Le processus de paix entre la République démocratique du Congo (RDC) et le Rwanda se trouve actuellement dans une « impasse », a déclaré Jason K. Stearns, professeur associé à l’université Simon Fraser. Lors d’un échange organisé par le journaliste Stanis Bujakera Tshiamala, l’expert a souligné qu’après un an, les initiatives diplomatiques, qu’il s’agisse des pourparlers de Doha-Montreux ou de ceux menés sous l’égide de Washington, n’ont pas produit de résultats concrets.
Les défis des négociations de Montreux et de Washington
Concernant les discussions de Montreux, Jason Stearns a relevé une stagnation notable, avec « toujours des grands désaccords » persistants entre le gouvernement congolais et l’Alliance du fleuve Congo (AFC)/M23. Il a également critiqué les accords signés entre Kinshasa et Kigali sous l’impulsion de Washington, affirmant que si « beaucoup d’accords » ont été paraphés, leur « mise en œuvre pose un vrai problème ».
L’analyste a établi un parallèle avec d’autres dossiers diplomatiques, suggérant que l’administration américaine, bien qu’« investie beaucoup dans la diplomatie », risque de se contenter de « belles déclarations et des MOU » (accords-cadres) sans progresser significativement sur le terrain. Le véritable défi, selon lui, est de « d’aller au-delà de ces accords-cadres pour un vrai compromis », dont la nature « n’est pas encore claire ».
La persistance d’un compromis non appliqué
Jason Stearns a rappelé que le compromis fondamental entre Kinshasa et Kigali demeure inchangé, similaire à celui des accords précédents, y compris celui de la transition de 2003 : le retrait des forces rwandaises en échange de l’engagement congolais à combattre les Forces démocratiques de libération du Rwanda (FDLR). Ce « même deal » peine à être appliqué, a-t-il insisté.
Quant au M23, il a constaté une « absence totale de compromis ». Alors que la partie congolaise privilégie une « solution militaire », le mouvement rebelle affiche son intention de maintenir sa présence « encore pour dix ans ». Une situation qui, d’après le chercheur, rend une « réussite très, très loin ».

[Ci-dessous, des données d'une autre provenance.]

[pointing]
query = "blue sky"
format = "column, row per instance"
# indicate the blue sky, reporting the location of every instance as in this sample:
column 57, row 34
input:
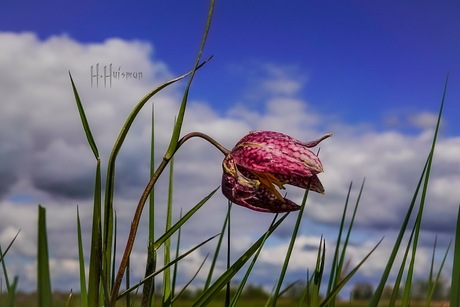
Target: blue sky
column 363, row 61
column 371, row 73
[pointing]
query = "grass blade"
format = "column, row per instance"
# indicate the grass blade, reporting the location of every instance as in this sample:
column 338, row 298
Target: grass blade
column 455, row 284
column 343, row 281
column 276, row 294
column 190, row 281
column 216, row 253
column 181, row 114
column 434, row 283
column 179, row 223
column 167, row 292
column 44, row 293
column 239, row 291
column 81, row 260
column 164, row 267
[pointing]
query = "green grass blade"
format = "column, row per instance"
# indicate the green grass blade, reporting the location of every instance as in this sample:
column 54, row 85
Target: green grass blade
column 176, row 265
column 149, row 286
column 223, row 280
column 399, row 277
column 455, row 284
column 167, row 292
column 45, row 298
column 319, row 270
column 84, row 120
column 335, row 268
column 434, row 283
column 110, row 181
column 10, row 288
column 239, row 291
column 289, row 251
column 331, row 296
column 181, row 114
column 425, row 174
column 95, row 269
column 164, row 267
column 95, row 260
column 219, row 244
column 190, row 281
column 81, row 260
column 179, row 223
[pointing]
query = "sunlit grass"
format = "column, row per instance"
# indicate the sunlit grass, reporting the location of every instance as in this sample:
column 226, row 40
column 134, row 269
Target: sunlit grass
column 103, row 285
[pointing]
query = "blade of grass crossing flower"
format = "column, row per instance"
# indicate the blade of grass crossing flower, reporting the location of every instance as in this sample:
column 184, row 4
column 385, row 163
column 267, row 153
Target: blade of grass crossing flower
column 167, row 295
column 219, row 244
column 239, row 291
column 207, row 295
column 179, row 223
column 44, row 293
column 455, row 284
column 81, row 260
column 434, row 283
column 289, row 251
column 181, row 114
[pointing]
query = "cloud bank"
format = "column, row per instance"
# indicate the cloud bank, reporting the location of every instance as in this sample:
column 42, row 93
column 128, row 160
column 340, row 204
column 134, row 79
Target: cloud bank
column 46, row 159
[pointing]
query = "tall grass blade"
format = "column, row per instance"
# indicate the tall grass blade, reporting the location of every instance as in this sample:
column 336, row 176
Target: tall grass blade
column 402, row 266
column 181, row 114
column 425, row 174
column 108, row 204
column 207, row 295
column 455, row 284
column 216, row 253
column 434, row 283
column 179, row 223
column 10, row 287
column 331, row 296
column 239, row 291
column 148, row 289
column 95, row 268
column 164, row 267
column 190, row 281
column 167, row 292
column 45, row 298
column 176, row 265
column 290, row 248
column 335, row 268
column 81, row 261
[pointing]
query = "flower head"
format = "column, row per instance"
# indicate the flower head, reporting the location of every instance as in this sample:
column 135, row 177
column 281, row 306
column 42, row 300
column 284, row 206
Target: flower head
column 264, row 159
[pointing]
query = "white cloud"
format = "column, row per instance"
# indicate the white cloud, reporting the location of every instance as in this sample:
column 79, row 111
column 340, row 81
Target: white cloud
column 46, row 159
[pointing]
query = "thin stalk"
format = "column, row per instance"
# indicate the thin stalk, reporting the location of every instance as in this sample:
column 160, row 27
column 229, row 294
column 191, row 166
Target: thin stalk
column 140, row 207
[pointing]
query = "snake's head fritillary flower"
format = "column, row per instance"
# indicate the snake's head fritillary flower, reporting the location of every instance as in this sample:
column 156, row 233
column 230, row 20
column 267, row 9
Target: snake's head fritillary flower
column 264, row 159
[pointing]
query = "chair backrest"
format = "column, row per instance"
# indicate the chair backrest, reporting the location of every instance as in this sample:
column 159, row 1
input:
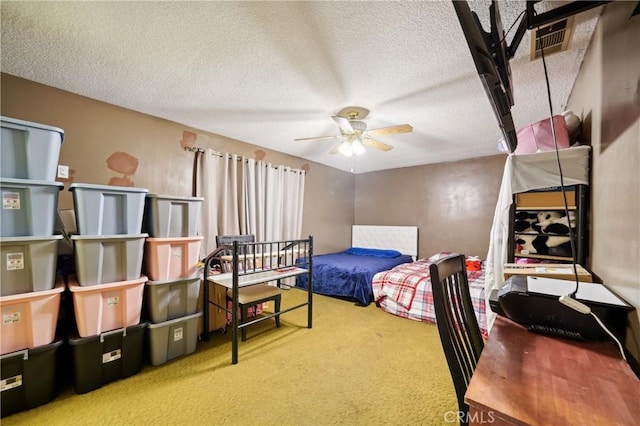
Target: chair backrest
column 457, row 324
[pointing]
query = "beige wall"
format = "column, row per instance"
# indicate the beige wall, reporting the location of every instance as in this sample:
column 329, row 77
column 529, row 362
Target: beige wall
column 96, row 131
column 451, row 203
column 607, row 97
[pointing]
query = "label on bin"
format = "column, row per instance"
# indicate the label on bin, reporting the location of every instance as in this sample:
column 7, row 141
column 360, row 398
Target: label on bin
column 11, row 200
column 177, row 334
column 10, row 383
column 111, row 356
column 11, row 318
column 15, row 261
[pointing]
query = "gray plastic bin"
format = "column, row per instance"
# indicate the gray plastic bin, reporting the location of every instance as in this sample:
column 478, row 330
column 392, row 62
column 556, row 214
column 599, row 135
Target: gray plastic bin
column 168, row 216
column 166, row 300
column 28, row 207
column 28, row 264
column 102, row 259
column 172, row 339
column 108, row 210
column 29, row 150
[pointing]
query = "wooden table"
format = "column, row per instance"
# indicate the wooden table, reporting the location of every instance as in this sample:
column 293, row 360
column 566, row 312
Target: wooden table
column 527, row 378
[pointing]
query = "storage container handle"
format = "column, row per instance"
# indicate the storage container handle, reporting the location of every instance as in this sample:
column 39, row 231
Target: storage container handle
column 24, row 353
column 14, row 126
column 109, row 333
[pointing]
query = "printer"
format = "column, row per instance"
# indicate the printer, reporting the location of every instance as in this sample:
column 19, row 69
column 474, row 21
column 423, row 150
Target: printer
column 534, row 301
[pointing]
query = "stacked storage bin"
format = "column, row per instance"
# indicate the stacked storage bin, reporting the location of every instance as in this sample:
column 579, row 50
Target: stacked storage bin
column 108, row 287
column 171, row 262
column 30, row 293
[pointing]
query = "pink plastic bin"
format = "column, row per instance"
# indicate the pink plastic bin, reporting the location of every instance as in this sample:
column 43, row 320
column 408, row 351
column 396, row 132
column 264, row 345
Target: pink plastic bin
column 105, row 307
column 538, row 136
column 171, row 258
column 29, row 319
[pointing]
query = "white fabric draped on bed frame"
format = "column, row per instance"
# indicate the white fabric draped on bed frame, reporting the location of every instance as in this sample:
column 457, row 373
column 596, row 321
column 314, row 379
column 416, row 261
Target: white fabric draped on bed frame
column 524, row 173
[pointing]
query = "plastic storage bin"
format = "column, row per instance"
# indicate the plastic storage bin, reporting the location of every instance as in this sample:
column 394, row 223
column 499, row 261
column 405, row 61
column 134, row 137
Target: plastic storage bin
column 111, row 356
column 166, row 300
column 28, row 264
column 28, row 207
column 107, row 307
column 171, row 258
column 29, row 319
column 102, row 259
column 172, row 339
column 108, row 210
column 29, row 150
column 167, row 216
column 29, row 378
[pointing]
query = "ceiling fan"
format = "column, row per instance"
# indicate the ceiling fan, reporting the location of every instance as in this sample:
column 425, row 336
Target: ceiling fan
column 354, row 133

Les failles de la stratégie internationale
Interrogé sur les raisons de ce blocage persistant, Jason Stearns a reconnu l’apport positif de l’administration américaine, qui a exercé une « réelle pression » sur le Rwanda, contrairement aux médiations antérieures. Il a même jugé que « les sanctions sur le Rwanda sont plus agressives que jamais auparavant », même en comparaison avec les périodes des grandes guerres congolaises depuis 1996.
Cependant, il a identifié deux lacunes majeures dans l’approche internationale :
- Un manque de cohérence : Washington impose des sanctions au Rwanda sans l’appui des partenaires européens, pourtant des bailleurs de fonds essentiels pour Kigali. L’expert a illustré ce décalage en notant que le président rwandais Paul Kagame continue de signer des partenariats, y compris avec des équipes de basket-ball américaines, ce qui ne reflète pas une pression internationale écrasante.
- L’absence d’une stratégie globale : Selon des diplomates américains cités par Stearns, Washington n’envisage pas de solution militaire, une position qu’il partage. Néanmoins, la stratégie de compromis censée justifier la pression exercée sur Kigali reste, à ses yeux, indéfinie.
Un compromis rejeté et une pression inégale
Le chercheur a également révélé qu’une proposition de compromis « vague » entre le M23 et la RDC, présentée par des diplomates américains à Montreux et jamais officialisée, aurait envisagé une « intégration partielle » du mouvement rebelle. Cette offre aurait été rejetée par les deux parties.
En conclusion, Jason Stearns estime qu’il manque aujourd’hui une pression diplomatique équivalente sur Kinshasa. La RDC, selon son analyse, n’a « jusque-là pas vraiment subi une pression diplomatique de la part des États-Unis », contrairement au Rwanda, contribuant ainsi à l’enlisement de la situation.